Tag Archive | For profit Prisons

Connecting Dots

Image result for connecting dots

Given all that’s going on, not much attention has been paid to Jeff Sessions resuming the “already proven irrational and financially ruinous” war on drugs. I’ve seen a couple of news programs mention it. But I haven’t heard anyone connect the dots, so, here are the dots.

There are such things as private prison companies. They are for-profit businesses that makes money by housing and caring for prisoners, adults and juveniles, rather than having the state/federal govt perform these services.

Previous administrations experimented with privatizing prisons but found that it was more expensive and prisoners got worse care than under the usual state/federal system. As a result, Obama put in motion the ending of the use of private prisons.

Then Trump got elected and put Session in charge of the DOJ.

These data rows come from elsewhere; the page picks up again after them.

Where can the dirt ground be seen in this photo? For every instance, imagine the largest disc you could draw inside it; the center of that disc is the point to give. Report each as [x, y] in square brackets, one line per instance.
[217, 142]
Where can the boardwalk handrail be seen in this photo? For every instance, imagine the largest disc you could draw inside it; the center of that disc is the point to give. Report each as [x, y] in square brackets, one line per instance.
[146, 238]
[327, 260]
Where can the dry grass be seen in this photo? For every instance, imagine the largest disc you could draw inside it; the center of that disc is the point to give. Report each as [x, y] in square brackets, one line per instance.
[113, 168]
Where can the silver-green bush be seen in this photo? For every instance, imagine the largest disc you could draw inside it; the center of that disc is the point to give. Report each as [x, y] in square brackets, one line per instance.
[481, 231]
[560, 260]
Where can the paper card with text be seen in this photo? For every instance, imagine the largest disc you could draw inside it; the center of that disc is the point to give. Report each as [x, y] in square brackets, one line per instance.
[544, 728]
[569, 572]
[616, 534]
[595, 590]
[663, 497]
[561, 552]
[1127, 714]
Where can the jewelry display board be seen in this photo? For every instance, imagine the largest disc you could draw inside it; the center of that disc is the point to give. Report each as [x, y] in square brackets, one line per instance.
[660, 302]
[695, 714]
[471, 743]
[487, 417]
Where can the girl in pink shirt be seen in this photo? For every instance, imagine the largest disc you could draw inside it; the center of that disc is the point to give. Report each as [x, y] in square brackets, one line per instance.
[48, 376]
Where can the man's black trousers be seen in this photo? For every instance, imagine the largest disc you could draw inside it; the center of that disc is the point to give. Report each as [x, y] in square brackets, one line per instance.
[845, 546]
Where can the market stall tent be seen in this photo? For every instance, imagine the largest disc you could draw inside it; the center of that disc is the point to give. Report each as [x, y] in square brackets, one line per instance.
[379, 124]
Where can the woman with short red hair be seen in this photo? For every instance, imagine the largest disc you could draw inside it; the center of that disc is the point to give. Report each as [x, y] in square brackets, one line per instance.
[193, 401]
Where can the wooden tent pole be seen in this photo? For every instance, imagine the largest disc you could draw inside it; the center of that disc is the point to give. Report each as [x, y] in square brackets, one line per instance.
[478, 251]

The war on drugs is a Regan-era concept on how to address crime involving drugs. It involved mandatory sentencing that was often way over the top for the crime committed. For example, 15 yrs to life for a first time offence involving a non-violent crime such as taking an envelop with a small amount of cocaine to another person.

Over time, prisons became overcrowded and people realized this was not a good approach. It didn’t proportionally address the crime or stop drugs being sold or help people get off drugs. You can read about Portugal’s highly successful approach here as an example of really tackling the problem of drugs.

As a result of decades of experience and information in the US, Obama gave out guidance to prosecutors that they could ignore what had formerly been mandatory sentencing guidelines and many states began releasing non-violent drug offenders, reducing overcrowding in prisons by something like 14%.

Enter Donald Trump. GEO Prisons is a private company that donated a lot of money to Trump’s campaign. Trump upon entering office said private prisons were great and killed the legislation ending the use of private prisons. So, that was a reward to GEO prisons for supporting him.

But not enough, so then Trump began to fill up prisons and detention centers with undocumented immigrants, so he could funnel taxpayer dollars to these for-profit corporations — that are not financially responsible and give detainees very poor care.

That was the short game. The long game is where Jeff Sessions comes in.

The long game was finding a way to put more Americans in the prisons, so the US would need more private prisons and Trump could funnel more money to these pro-Trump donor corporations. But which Americans to lock up?

Keeping in mind that the “war on drugs” is a basically a war on people of color, it’s pretty clear that the current administration plans to incarcerate, long-term, a lot of people of color.

This is where most people stop connecting the dots. And that’s unfortunate, because even locking up people of color long-term as a pay off private prison corporations isn’t the end goal of this administration. And now you know why Jeff Sessions is head of the DOJ.

The war on drugs today is about keeping people of color from voting for decades at a time, or even permanently.

Most democracies give convicted criminals the same voting rights as other citizens. Many countries allow inmates to vote, including Canada, Croatia, Czech Republic, Denmark, Finland, France, Israel, Japan, Kenya, Netherlands, Norway, Peru, Poland, Romania, Serbia, Sweden, and Zimbabwe.

In the US, 10 states have felony voting laws that can keep a citizen from ever voting again, including Session’s home state of Alabama. In 20 states after prison, and parole, and probation, you can vote again. In 4 states, it’s after prison and parole. In 14 states + DC, it’s after prison alone. In 2 states, prisoners can vote.

Image result for number of people in prison in us

In most cases, the process of restoring voting rights is so daunting, it doesn’t happen.

Basically, by renewing the “war on drugs” Sessions is talking about a plan to keep millions of citizens of color from voting for long periods of time, decades, if not forever. It’s not really a war on drugs so much as a great method by which to get away with racism and voter suppression.